Let $S\subseteq\mathbb R^n$ be a arbitrary set, $0\le r\le\infty$.
For $r<\infty$, call a function $f:S\to\mathbb R$ is $C^r$, if there are continuous functions $\{f_\alpha:S\to\mathbb R\}_{0\le|\alpha|\le r}$ such that $f(x+h)=\sum_{0\le|\alpha|\le r}f_\alpha(x)h^\alpha+o(|h|^r)$ holds for all $x\in S$.
Say $f$ is $C^\infty$, if $f$ is $C^r$ for all finite $r$.
If $f:S\to\mathbb R$ is such a $C^r$ function, can we find a $G_\delta$ set contain $S$ such that $f$ has a $C^r$ extension on the open set?
I edit the question from open set to $G_\delta$ set, I hope it might work...
Suppose that the closure of $S$ has non-empty interior $V$. If $f$ is continuous on the set $S\cap V$ then it has a continuous extension to a $G_\delta$ set in the closure of $S\cap V$ (countable intersection of open dense set).
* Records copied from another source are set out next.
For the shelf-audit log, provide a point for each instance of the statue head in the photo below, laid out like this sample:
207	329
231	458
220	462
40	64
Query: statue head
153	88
Conversely, given a $G_\delta$ dense set $\Omega$ in Euclidean space you may construct a continuous function on $\Omega$ that admits no continuous extension. For example, a function $f$ defined and continuous on the irrationals admitting no continuous extension to a rational.
For higher order derivatives with your (slightly unusual) definition, I suspect the conclusion is the same.